EL DOLOR DE LOS PEQUEÑOS
Dios tocó a la puerta, como cada fin de año, pero mamá no quiso abrirle porque ya no quería tener más hijos.
LOS ENIGMAS DEL AZAR
La veo subir al vagón: joven, linda, saludable; viene acompañada por un tipo que no vale la pena. El tipo, haciéndose el cariñoso, le desliza una mano por los cabellos, como si se los planchara; ella cede un poco a la caricia, distrae la mirada y de pronto se topa con mis ojos, que ya la desean. No consigo dejar de verla. Es mucha mujer para ese projimito, me digo, sintiendo que ella nos compara y piensa lo mismo que yo.
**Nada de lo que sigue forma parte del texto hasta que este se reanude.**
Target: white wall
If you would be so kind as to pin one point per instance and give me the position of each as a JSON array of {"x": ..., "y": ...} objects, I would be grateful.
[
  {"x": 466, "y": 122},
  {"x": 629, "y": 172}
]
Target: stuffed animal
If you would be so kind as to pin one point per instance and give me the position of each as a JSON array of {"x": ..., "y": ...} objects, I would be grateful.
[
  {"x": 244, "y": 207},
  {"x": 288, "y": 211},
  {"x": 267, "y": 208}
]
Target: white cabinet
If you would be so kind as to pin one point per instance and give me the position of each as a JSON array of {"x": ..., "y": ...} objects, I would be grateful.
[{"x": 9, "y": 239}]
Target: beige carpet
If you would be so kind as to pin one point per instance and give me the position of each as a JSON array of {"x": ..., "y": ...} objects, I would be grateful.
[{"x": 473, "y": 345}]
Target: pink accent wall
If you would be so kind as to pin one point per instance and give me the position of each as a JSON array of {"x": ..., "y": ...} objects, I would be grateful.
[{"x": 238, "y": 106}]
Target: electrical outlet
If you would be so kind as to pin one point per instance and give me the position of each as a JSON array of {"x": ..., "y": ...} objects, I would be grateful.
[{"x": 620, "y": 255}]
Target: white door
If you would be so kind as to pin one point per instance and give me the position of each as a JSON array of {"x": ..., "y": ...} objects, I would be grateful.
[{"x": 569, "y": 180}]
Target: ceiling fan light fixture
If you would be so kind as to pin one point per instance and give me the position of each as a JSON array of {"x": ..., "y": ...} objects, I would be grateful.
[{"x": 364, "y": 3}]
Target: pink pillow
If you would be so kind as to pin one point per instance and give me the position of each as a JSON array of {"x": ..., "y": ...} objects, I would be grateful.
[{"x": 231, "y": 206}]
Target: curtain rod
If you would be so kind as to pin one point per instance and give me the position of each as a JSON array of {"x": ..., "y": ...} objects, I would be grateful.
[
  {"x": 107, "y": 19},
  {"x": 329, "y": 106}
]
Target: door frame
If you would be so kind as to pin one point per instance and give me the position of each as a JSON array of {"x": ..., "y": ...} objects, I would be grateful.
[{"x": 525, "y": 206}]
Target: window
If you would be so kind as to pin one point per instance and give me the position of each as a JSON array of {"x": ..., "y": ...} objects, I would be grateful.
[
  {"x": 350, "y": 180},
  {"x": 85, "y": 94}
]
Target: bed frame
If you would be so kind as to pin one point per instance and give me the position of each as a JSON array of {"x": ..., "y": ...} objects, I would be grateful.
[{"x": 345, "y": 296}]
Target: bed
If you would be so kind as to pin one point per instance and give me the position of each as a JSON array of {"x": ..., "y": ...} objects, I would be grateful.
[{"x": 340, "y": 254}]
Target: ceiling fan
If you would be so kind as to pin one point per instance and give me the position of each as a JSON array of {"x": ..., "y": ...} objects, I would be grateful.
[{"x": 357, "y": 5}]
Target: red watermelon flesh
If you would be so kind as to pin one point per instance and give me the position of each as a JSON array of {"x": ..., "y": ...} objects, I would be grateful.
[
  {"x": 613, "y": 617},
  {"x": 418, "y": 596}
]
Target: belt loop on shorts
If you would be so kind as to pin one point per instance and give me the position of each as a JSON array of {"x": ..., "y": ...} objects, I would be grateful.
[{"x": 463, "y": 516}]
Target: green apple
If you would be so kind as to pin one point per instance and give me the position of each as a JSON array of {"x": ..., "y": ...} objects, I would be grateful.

Sin contención alguna, resbalo mis ansias por sus pechos, su estómago hundido, sus piernas. Me la quiero comer viva, enterita. La imagino insaciable, ardientemente astuta y combativa entre mis brazos. Se me ocurre que podría cederle el asiento y le dirijo una insinuación breve. Me ve con mayor fijeza, como sin comprender, o como esperando mayor audacia de mi parte. Entonces le sonrío arrogante, cazadoramente, aprovechando que el tipo sigue entretenido metiéndole los dedos entre los cabellos. Ella aprieta los labios, con lo cual se vuelve más seductora; dilata las fosas nasales, achica las pupilas concentradas en mí y, sorpresivamente, se vuelve hacia el tipo y le dice algo. Él busca y me encuentra, parece retarme, agresivo, insolente, repega su cuerpo al de ella y ella empuja sus nalgas contra él, estremecida. Los dos ríen, se ríen de mí. En la próxima estación debo bajarme, pero no me muevo. Ellos sí bajan, y se alejan, abrazados, jóvenes, saludables. Una vez más, la Mujer de mi Prójimo ha resultado sólo un fuego de artificio.